Starosta wycofać się nie zamierza. Inwestycję chce doprowadzić do końca.
- Można się z tego projektu wycofać. Ale wykonawcom trzeba zapłacić, a Norwegowie nie sfinansują go. Ja nie będę rekomendował, aby to zrobić, bo to byłoby nieracjonalne w sensie finansowym
- odpowiada Zenon Rodzik, starosta opolski (PSL) i dodaje:
- Na pewno tym budynkom termomodernizacja nie zaszkodzi. Trudno sobie wyobrazić, aby remontować obiekt i nie wymienić konstrukcji dachowej, która jest w złym stanie lub zostawić na dachu eternit.

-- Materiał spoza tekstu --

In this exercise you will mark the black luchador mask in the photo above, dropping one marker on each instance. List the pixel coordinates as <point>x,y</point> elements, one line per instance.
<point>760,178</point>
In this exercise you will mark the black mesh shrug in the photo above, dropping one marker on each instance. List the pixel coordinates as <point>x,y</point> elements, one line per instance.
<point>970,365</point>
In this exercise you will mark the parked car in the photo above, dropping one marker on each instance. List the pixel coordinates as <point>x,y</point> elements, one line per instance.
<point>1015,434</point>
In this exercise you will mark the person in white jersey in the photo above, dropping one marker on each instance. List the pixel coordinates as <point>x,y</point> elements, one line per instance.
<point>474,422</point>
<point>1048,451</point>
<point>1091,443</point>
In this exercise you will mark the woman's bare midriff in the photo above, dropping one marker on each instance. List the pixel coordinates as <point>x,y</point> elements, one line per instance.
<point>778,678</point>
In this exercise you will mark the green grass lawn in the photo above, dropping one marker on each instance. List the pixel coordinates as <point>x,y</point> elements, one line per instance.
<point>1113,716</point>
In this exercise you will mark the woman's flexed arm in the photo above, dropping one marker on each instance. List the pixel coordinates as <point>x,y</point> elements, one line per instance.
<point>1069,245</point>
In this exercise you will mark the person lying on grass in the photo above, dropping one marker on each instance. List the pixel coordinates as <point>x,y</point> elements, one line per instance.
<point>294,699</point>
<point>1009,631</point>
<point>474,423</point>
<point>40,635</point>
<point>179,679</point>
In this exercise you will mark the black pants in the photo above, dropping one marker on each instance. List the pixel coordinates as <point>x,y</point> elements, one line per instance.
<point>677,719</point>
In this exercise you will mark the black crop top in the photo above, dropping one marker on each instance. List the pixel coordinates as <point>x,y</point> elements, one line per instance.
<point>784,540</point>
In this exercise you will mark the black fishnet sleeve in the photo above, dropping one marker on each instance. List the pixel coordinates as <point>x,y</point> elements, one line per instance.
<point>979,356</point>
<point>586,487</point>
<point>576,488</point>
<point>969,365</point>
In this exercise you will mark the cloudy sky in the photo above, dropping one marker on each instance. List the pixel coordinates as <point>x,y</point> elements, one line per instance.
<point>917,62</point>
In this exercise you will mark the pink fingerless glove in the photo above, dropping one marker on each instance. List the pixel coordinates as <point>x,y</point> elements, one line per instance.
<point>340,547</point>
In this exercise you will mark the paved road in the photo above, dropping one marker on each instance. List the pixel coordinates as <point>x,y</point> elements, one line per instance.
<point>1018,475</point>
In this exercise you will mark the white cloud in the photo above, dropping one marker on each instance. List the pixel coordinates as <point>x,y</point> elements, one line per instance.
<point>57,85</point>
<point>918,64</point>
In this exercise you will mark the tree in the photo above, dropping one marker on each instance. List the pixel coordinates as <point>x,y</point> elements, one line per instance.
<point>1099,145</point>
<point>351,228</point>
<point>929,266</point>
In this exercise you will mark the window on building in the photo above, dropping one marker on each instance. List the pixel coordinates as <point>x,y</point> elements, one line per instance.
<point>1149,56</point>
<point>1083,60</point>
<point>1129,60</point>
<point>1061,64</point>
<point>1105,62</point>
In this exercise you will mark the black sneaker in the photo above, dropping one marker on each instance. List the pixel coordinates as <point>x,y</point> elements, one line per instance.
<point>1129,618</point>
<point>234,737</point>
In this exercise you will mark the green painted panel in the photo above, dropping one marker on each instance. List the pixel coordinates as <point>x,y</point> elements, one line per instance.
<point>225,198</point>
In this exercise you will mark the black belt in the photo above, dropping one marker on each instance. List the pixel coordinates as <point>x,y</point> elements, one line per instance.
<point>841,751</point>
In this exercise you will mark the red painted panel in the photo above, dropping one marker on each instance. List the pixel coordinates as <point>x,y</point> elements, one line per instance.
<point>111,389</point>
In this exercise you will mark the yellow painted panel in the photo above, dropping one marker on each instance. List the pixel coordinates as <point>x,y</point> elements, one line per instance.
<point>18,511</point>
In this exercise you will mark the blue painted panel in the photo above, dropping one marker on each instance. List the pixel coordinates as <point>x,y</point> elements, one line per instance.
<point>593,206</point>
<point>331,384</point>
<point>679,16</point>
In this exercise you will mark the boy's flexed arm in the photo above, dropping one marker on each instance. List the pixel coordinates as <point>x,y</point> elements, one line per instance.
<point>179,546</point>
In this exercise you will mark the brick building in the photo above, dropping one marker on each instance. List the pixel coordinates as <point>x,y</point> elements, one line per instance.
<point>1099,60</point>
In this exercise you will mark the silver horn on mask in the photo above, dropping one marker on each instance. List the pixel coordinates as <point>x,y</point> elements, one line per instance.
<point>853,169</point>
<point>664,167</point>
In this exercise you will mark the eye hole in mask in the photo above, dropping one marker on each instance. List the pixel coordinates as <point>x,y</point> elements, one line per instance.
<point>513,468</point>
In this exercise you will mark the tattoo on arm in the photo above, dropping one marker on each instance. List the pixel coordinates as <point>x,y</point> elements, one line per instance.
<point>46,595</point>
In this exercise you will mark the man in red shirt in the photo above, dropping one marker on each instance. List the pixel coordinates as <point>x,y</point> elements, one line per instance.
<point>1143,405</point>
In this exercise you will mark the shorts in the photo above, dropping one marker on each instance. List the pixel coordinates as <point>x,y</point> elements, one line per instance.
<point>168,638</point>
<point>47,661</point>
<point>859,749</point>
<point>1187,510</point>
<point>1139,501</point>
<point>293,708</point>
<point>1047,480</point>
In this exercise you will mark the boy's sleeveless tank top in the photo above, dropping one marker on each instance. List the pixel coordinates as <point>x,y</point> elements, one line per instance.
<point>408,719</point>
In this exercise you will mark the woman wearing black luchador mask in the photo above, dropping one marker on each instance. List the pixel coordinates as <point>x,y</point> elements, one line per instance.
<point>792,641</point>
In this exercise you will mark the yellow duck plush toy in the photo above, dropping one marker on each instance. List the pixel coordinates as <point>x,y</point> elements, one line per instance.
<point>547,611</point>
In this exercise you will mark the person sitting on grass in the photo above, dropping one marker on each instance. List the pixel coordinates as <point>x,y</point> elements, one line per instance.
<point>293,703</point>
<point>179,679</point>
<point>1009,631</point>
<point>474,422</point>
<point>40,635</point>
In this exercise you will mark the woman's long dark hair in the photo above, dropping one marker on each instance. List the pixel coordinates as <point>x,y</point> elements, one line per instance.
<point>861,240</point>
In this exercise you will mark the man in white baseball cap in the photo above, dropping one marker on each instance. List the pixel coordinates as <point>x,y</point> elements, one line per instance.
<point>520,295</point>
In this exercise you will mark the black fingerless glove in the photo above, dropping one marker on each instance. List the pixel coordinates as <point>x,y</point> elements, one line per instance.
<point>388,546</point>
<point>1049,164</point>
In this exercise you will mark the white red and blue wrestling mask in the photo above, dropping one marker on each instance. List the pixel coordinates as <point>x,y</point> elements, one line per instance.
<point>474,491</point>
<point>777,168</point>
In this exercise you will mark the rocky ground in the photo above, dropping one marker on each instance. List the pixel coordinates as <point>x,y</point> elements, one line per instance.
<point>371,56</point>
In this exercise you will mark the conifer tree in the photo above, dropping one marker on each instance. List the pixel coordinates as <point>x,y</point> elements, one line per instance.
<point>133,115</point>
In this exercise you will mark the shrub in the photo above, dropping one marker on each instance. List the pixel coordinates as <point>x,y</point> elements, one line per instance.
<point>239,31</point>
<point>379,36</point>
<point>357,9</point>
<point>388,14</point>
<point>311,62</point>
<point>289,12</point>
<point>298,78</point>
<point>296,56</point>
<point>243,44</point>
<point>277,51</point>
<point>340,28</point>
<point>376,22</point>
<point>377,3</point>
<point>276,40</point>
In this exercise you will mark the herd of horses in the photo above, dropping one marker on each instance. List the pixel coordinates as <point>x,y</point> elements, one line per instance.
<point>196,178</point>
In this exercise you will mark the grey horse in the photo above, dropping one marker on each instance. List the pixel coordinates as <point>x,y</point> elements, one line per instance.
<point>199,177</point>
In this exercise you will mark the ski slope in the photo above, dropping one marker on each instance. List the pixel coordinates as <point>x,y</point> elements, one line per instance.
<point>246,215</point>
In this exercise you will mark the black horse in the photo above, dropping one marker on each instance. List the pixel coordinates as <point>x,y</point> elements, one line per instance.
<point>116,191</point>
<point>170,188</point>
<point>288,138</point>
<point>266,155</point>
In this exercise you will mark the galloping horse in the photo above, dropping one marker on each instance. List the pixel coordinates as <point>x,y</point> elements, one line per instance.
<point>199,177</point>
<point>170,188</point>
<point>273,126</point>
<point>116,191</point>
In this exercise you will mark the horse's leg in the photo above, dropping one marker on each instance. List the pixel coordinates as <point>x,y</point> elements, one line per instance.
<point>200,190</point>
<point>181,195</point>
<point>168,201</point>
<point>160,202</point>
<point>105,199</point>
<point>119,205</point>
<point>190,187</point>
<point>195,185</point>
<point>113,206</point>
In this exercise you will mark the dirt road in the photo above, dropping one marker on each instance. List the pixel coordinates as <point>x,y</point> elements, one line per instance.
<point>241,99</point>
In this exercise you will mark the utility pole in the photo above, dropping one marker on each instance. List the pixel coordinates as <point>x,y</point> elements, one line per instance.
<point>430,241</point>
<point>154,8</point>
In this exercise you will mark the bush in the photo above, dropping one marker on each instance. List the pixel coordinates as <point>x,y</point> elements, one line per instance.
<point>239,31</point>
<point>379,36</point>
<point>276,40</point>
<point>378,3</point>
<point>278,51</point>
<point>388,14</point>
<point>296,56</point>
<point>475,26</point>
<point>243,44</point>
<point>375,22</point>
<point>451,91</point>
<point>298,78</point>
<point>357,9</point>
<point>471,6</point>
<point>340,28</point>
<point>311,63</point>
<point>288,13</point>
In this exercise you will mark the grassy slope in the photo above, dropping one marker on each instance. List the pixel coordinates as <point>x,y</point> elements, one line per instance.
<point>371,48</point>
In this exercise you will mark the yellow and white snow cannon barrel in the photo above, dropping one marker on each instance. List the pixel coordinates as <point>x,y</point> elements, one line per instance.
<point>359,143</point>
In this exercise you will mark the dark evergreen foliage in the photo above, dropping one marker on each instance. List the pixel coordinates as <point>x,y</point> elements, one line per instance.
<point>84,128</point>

Remont dachów, zamiast dróg
Opozycja główkowała nad tym, skąd zarząd powiatu weźmie brakujące pieniądze. Starostę i radnych PSL, głowa o to nie boli. Pod koniec czerwca zwołano nadzwyczajną sesję i dokonano przesunięć budżetowych. Okazało się, że powiat zrezygnuje z zaplanowanych na ten rok remontów niektórych dróg. Pewne jest już to, że nie będzie na przykład modernizacji zniszczonego odcinka między Kluczkowicami (gmina Opole Lubelskie) a Łaziskami. Gmina Łaziska miała wesprzeć inwestycję kwotą 300 tys. zł. Ta jednak nie będzie realizowana.
- Zdjęli ponad 2,5 mln zł z dróg. A przecież każdy wie, w jakim opłakanym stanie są nasze drogi powiatowe i jak dużych nakładów finansowych wymagają
- nie kryje irytacji Janusz Stępień (Klub Porozumienie Samorządowe).
Radny jasno dał do zrozumienia, że nie pochwala zmniejszania środków zaplanowanych na modernizację infrastruktury drogowej. Podczas głosowania nad zmianami w budżecie jako jedyny zagłosował przeciw.
- Od 2 lat na komisji rolnictwa wnioskuje o zakup skrapiarki dla Zarządu Dróg, aby przyśpieszyć remonty. I na to pieniędzy nie ma - wtóruje mu Kuś.